The game—which was developed by Seattle-based Relentless Studios—offers several styles of play, including eight on eight (Harvester Command), four on four (Heart of the Hives) and groups of two battling to stay alive in a larger group of 16 (Alpha Hunters) until the group is whittle down to the last person standing. There’s also a cast of ten characters from which players can choose. Each of those characters offers a different play style, although they stick to standard video-game tropes, such as tank, DPS and healer.

Amazon created Amazon Game Studios in 2012, and it bought live-streaming platform Twitch, which gamers commonly use to livestream their play, in 2014 for $970 million. But otherwise, the retail platform’s entry into the video-game universe has been slow. Crucible is its first big release in the gaming space. In August, Amazon plans to release another game— massively multiplayer online (MMO) game, New World. Amazon had planned to drop that game in May but those plans were delayed due to the pandemic.

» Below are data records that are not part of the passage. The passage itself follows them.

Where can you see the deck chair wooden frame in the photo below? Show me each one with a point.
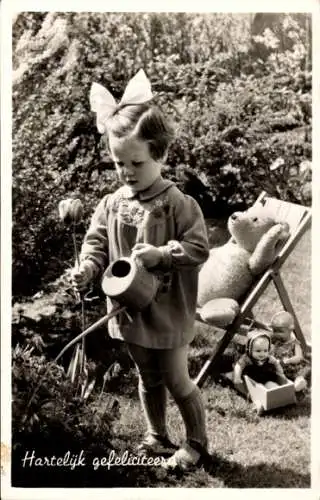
(299, 220)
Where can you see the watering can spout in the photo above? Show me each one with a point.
(128, 282)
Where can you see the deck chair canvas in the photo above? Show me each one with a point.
(299, 219)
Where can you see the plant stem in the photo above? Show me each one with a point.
(83, 334)
(76, 253)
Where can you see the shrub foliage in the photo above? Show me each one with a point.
(238, 87)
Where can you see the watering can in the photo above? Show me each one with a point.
(127, 281)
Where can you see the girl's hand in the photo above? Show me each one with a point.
(81, 276)
(148, 254)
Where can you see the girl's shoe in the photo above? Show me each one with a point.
(187, 458)
(156, 445)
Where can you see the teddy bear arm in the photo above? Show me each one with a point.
(265, 251)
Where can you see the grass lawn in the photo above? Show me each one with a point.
(272, 451)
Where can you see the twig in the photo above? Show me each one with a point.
(83, 334)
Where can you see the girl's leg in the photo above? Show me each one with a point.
(271, 385)
(152, 391)
(173, 364)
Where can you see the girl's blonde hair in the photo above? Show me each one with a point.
(144, 121)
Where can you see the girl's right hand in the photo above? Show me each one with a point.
(81, 276)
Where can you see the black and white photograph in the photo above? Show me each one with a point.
(158, 245)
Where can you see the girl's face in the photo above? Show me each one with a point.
(260, 349)
(134, 165)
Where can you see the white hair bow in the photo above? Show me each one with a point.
(104, 104)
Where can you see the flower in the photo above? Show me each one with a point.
(71, 211)
(276, 164)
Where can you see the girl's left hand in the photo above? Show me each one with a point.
(148, 254)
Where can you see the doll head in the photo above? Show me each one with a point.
(282, 324)
(258, 345)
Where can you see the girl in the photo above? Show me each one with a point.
(151, 219)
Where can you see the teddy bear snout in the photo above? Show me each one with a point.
(235, 215)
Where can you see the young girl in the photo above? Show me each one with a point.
(151, 219)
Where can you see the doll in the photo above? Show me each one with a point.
(258, 363)
(289, 350)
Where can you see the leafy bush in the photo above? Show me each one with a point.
(236, 115)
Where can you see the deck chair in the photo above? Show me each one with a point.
(299, 219)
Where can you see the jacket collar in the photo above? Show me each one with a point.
(158, 187)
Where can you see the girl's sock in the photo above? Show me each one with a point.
(153, 401)
(193, 414)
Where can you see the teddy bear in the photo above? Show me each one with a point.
(231, 268)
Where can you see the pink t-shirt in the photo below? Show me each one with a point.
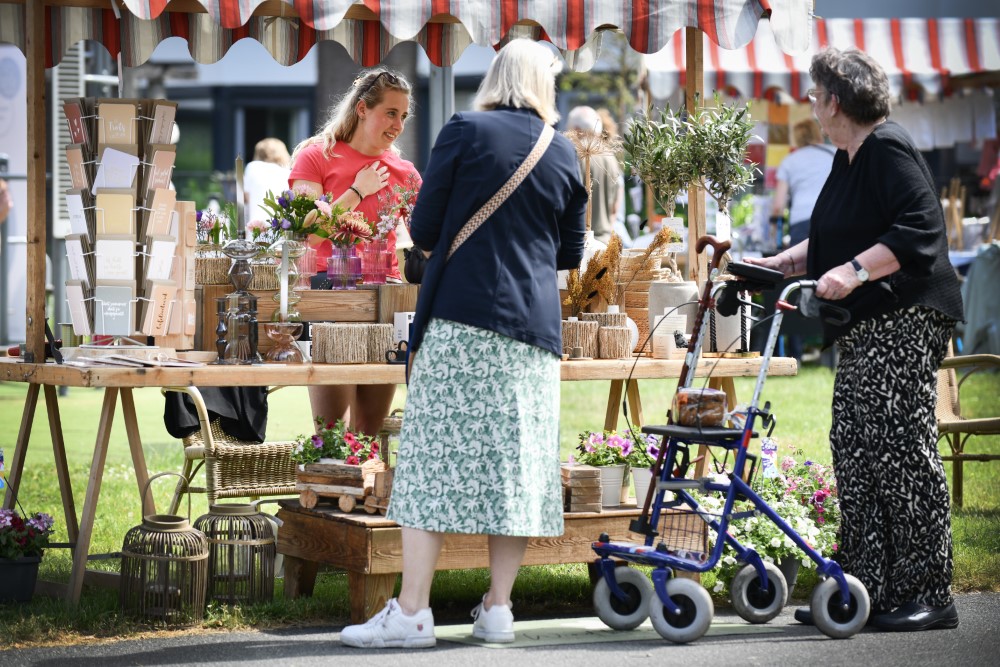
(337, 174)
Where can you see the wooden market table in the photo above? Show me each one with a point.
(118, 384)
(369, 547)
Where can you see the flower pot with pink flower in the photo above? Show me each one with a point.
(338, 464)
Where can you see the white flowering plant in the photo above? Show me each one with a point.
(804, 495)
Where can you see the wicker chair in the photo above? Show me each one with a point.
(233, 468)
(952, 426)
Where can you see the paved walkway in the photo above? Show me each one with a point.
(562, 643)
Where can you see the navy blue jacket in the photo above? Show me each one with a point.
(503, 278)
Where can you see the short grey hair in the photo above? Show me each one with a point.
(521, 76)
(858, 81)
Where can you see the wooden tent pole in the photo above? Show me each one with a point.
(693, 96)
(36, 227)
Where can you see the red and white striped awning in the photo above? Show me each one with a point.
(924, 52)
(369, 30)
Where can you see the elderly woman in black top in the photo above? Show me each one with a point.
(878, 247)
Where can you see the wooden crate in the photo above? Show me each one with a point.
(349, 485)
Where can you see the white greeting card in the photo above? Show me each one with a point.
(160, 261)
(117, 169)
(114, 258)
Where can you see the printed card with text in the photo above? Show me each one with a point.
(114, 212)
(113, 308)
(115, 258)
(79, 308)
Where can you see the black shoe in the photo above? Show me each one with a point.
(913, 617)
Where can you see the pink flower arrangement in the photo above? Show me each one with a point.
(333, 440)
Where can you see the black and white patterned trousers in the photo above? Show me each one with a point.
(895, 533)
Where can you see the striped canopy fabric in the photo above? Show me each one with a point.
(913, 52)
(368, 31)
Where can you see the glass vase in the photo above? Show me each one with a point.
(283, 336)
(374, 262)
(343, 268)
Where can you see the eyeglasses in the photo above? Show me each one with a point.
(389, 76)
(813, 94)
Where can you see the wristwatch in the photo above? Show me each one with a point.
(860, 271)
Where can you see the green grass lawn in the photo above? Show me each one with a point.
(801, 405)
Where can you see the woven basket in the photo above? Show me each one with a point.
(581, 333)
(212, 270)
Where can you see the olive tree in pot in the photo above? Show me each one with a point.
(718, 137)
(659, 152)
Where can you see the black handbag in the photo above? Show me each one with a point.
(414, 263)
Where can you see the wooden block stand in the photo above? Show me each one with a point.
(349, 485)
(581, 488)
(369, 548)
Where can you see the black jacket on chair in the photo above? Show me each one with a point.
(241, 411)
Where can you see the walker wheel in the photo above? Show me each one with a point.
(625, 614)
(696, 612)
(753, 602)
(829, 614)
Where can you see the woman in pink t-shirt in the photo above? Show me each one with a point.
(354, 158)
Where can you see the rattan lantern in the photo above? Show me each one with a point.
(164, 569)
(241, 554)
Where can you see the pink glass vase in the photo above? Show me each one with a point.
(374, 262)
(343, 268)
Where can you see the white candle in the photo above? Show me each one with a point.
(284, 281)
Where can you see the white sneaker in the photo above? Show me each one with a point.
(495, 625)
(392, 628)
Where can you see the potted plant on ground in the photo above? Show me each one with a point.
(22, 543)
(801, 492)
(640, 461)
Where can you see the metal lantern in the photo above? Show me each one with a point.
(164, 569)
(241, 554)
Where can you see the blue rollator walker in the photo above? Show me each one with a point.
(682, 609)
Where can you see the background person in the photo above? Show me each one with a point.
(878, 247)
(801, 176)
(268, 171)
(479, 447)
(355, 158)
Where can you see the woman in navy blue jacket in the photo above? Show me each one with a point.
(479, 447)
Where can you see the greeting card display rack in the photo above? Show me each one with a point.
(124, 229)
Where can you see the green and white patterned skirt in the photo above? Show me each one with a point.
(479, 445)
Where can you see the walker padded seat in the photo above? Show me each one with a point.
(709, 435)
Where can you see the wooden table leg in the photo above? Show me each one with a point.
(62, 469)
(368, 593)
(138, 457)
(21, 447)
(75, 586)
(300, 577)
(614, 405)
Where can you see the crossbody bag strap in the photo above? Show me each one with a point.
(487, 209)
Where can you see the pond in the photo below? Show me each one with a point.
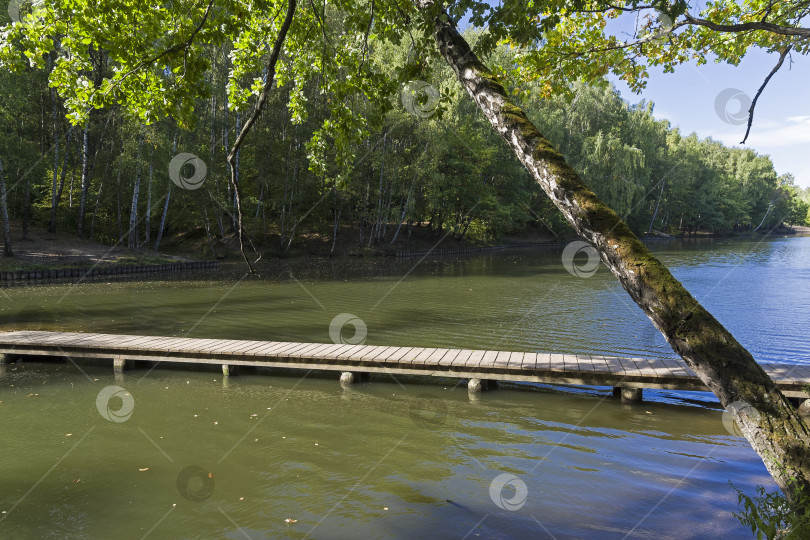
(276, 454)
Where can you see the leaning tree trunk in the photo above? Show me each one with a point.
(766, 418)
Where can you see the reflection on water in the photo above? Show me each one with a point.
(355, 464)
(300, 457)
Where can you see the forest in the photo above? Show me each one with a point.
(426, 162)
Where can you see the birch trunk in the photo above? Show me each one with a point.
(166, 202)
(132, 236)
(766, 418)
(85, 183)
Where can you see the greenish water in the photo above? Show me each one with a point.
(387, 459)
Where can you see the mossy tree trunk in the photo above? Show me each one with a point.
(764, 415)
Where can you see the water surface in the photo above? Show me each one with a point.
(296, 457)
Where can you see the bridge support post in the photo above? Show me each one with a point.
(628, 395)
(481, 385)
(120, 364)
(347, 378)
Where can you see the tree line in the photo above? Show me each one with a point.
(426, 162)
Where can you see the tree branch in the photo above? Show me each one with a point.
(271, 72)
(778, 65)
(748, 27)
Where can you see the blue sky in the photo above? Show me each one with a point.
(686, 98)
(781, 127)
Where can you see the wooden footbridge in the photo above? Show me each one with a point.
(627, 376)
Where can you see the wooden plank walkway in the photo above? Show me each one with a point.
(437, 362)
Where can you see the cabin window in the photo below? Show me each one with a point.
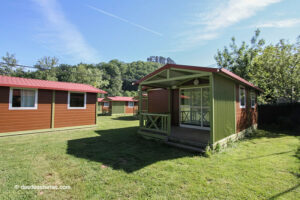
(130, 104)
(22, 99)
(242, 97)
(253, 100)
(76, 100)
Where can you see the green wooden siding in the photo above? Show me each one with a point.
(224, 107)
(99, 108)
(118, 107)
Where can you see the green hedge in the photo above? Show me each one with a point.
(280, 116)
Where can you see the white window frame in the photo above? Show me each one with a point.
(253, 97)
(10, 107)
(245, 99)
(76, 108)
(132, 105)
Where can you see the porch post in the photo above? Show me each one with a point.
(140, 104)
(212, 134)
(53, 109)
(169, 110)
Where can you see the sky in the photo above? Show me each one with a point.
(93, 31)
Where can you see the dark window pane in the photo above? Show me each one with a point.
(16, 100)
(76, 100)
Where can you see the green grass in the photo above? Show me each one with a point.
(112, 162)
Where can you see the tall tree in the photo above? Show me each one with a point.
(239, 59)
(113, 75)
(277, 71)
(7, 65)
(46, 69)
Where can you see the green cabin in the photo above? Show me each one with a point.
(192, 107)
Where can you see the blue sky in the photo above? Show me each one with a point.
(92, 31)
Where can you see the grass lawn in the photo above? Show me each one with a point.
(112, 162)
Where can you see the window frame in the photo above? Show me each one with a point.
(245, 99)
(253, 97)
(10, 107)
(131, 106)
(76, 108)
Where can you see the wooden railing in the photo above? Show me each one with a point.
(160, 123)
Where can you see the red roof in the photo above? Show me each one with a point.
(205, 69)
(121, 98)
(48, 85)
(101, 100)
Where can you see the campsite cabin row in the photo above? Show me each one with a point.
(117, 105)
(30, 104)
(196, 106)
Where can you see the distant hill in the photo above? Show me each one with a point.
(160, 59)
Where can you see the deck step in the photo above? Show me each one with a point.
(190, 148)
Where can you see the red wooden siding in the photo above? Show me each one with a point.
(132, 110)
(245, 117)
(65, 117)
(22, 120)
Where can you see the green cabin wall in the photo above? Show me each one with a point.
(118, 107)
(224, 107)
(99, 107)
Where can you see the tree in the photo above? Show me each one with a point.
(277, 71)
(46, 69)
(8, 64)
(112, 74)
(239, 59)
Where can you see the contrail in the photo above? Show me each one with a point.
(124, 20)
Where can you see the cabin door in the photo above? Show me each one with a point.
(195, 108)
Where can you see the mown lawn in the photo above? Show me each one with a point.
(114, 163)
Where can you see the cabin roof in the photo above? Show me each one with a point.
(48, 85)
(204, 69)
(117, 98)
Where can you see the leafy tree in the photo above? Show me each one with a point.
(277, 71)
(112, 74)
(7, 65)
(83, 73)
(135, 71)
(46, 69)
(239, 59)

Wedbush analyst Michael Pachter speculated to CNBC that the release of Crucible could be an indication that Amazon would ultimately like to compete in the subscription games-streaming space, which is something Apple and Google have both recently launched with Arcade and Stadia, respectively. Facebook also is in the mix, having acquired game-focused virtual-reality studios in the past few months.

While people have been on stay-at-home orders, video games have been on the upswing. Activision’s most recent Call of Duty release, Warzone, has seen more than 50 million downloads after being released in March, and Riot Games, publisher of League of Legends, will release new game Valorant later this year. Valorant is currently in active beta.